United Nations World Statistics Day 2015, Data Visualization Challenge:

Use your creativity and imagination to build an infographic or dynamic visualization featuring the latest data from the 2015 Millennium Development Goals report.

**My entry:**

Indicator Correlation Explorer.

**Abstract**

This data visualization allows you to explore the relationships between MDG indicators via two interactive graphics.

The first graphic is a correlation matrix. The bottom triangle of the matrix displays the raw correlation between any two indicators. The top triangle of the matrix displays *partial correlations*, which control for one of several user-defined variables, providing the user with more insight into the reason for each correlation.

To examine closer, the user can select any pairwise correlation in the matrix, and view the underlying data points as a scatterplot.

**Problem and Motivation**

The purpose of this analysis is to identify correlations between seemingly unrelated indicators, as well as provide the tools for a closer examination of the reasons for the correlations.

In general, if two indicators are correlated, it means one of two things.

1. There is a causation relationship, in which case the actions that are meant to influence one indicator have the unintended consequence of effect of affecting another indicator. Such relationships would be important to be aware of so that the unintended results can be factored into decision-making.

2. The correlation is due to a *lurking* variable, and is not the result of any action related to the MDG. In this case, knowing about the correlation is unlikely to affect decision-making, but it is still important to be aware of when interpreting the outcomes.

**Underlying Data Manipulation**

First, I reduced the data to what I thought would make for the most meaningful sample:

● Only MDG countries

● Three representative indicators for each of the Millennium Development Goals

● Only data from 2000 or later

My intention was to examine the changes over time for each indicator. Calculating the changes would have been straightforward if not for two issues relating to the completeness of the data.

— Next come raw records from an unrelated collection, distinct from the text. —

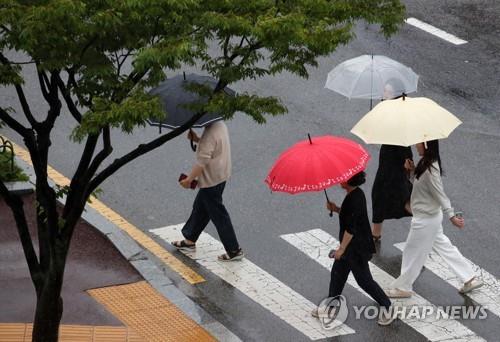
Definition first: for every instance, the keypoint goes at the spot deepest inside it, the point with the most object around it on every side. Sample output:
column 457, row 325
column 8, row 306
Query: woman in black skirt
column 392, row 188
column 355, row 250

Not all of the indicators examined were available for every country. So for each indicator, the analysis is limited to the countries for which data is available.

Also, when the data was available for a country, there was little consistency in the years for which it was reported. Ideally, I would have chosen fixed start and end dates for all cases, and just calculated the change. Instead, for each country and each indicator I chose the start date to be the earliest date (post-2000) for which data was available. Likewise, I chose the end date to be the most recent date for which data was available.

In each case, I calculated the change in value between the start and end dates. Then, to normalize the data, I divided by the number of years, giving the **average annual change** for each indicator for each country.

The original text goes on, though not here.